Di contenzione fisica e farmacologica, problema più diffuso in ambito geriatrico che psichiatrico, che può causare gravi danni alla salute degli anziani ma non trova “sufficiente sensibilizzazione nell’opinione pubblica”, si è occupato nell’aprile 2015 il Comitato nazionale per la bioetica con l’obiettivo di una sua riduzione e/osuperamento attraverso la promozione di un “paradigma di cura fondato sul riconoscimento della persona malata nella pienezza dei suoi diritti fondamentali: dignità e autonomia”. Lo ricorda la geriatra vicentina Evelina Bianchi nel suo intervento al convegno su anziani, dignità della persona e qualità della cura, in corso a Roma per iniziativa della Cei e della Società italiana di gerontologia e geriatria.

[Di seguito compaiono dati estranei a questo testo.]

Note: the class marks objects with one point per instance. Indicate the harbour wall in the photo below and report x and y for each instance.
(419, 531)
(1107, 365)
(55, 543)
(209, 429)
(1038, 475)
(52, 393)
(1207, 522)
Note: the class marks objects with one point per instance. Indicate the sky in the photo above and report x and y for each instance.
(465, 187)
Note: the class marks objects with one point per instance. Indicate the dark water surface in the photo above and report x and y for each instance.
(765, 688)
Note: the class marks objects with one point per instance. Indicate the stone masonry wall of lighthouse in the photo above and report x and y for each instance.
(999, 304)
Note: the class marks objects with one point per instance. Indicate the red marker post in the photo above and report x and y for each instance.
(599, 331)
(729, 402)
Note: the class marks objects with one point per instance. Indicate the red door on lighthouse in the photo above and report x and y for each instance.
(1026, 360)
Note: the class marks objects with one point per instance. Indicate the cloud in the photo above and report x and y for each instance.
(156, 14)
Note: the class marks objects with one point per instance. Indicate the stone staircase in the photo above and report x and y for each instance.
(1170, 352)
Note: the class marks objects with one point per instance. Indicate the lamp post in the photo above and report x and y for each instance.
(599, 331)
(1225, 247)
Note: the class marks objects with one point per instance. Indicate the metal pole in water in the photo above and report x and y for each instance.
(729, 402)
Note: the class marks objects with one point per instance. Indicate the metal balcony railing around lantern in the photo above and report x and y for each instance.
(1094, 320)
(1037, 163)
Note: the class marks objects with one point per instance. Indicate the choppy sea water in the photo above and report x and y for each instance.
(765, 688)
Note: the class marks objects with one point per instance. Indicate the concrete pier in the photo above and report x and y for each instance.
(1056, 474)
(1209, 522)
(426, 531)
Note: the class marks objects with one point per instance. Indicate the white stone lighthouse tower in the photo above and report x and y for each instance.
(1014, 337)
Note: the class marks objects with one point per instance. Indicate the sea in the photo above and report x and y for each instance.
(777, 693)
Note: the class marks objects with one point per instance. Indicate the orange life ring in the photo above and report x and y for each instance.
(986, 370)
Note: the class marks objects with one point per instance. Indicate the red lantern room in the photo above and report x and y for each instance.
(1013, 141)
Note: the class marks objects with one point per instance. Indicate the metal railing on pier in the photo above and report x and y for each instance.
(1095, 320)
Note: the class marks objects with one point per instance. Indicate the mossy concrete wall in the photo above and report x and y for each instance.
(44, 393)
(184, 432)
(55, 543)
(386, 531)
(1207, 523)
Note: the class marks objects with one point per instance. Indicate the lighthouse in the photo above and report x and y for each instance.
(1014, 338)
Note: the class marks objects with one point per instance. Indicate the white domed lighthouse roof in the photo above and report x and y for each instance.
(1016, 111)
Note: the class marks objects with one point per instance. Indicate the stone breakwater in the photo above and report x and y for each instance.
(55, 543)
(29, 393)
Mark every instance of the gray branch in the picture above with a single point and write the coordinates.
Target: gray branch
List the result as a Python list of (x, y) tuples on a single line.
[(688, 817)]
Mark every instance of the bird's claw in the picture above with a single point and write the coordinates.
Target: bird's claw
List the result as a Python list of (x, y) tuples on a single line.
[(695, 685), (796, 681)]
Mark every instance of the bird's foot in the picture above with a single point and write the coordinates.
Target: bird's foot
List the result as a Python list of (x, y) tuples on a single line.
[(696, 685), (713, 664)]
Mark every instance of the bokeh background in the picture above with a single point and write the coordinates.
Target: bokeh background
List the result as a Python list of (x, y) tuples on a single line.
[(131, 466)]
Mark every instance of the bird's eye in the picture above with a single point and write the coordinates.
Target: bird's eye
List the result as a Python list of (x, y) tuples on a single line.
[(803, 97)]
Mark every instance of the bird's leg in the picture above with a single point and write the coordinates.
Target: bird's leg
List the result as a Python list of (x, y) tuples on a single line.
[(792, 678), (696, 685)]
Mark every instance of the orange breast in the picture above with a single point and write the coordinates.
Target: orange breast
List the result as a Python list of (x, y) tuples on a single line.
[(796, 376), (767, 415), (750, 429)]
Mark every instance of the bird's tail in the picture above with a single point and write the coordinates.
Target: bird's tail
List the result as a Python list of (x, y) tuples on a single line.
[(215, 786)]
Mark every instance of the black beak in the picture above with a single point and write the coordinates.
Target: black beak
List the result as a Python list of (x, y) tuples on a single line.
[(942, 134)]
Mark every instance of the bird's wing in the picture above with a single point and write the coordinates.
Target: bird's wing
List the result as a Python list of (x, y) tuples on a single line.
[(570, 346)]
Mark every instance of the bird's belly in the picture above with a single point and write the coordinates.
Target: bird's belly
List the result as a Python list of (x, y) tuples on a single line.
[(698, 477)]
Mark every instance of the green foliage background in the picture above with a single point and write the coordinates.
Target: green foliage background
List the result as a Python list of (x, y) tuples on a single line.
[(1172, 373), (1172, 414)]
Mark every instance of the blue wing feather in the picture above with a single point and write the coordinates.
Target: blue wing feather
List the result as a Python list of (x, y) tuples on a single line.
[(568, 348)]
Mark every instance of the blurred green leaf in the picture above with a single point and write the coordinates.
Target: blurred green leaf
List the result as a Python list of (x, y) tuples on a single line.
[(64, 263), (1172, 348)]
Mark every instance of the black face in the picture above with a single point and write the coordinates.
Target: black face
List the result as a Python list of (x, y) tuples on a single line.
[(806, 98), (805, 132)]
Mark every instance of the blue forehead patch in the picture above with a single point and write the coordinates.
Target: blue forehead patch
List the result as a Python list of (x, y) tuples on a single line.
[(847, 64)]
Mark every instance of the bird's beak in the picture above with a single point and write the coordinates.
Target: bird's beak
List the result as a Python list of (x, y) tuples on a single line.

Per il Cnb, il ricorso alla contenzione è ammissibile “in casi eccezionali, per il tempo strettamente necessario a modificare l’intervento assistenziale, con mezzi proporzionali alla gravità della situazione, in presenza di pericolo per l’integrità della persona e/o per evitare il compiersi di reati verso terze persone”. Alle istituzioni di governo, regionale e nazionale, conclude Bianchi, il Cnb raccomanda di “quantificare e monitorare le pratiche contenitive, coinvolgere le associazioni con funzione di controllo, prevenzione e promozione culturale, predisporre programmi finalizzati al superamento della contenzione” prestando attenzione a “cultura dei servizi, formazione del personale, organizzazione dei servizi” e “premiando i servizi no restraint”.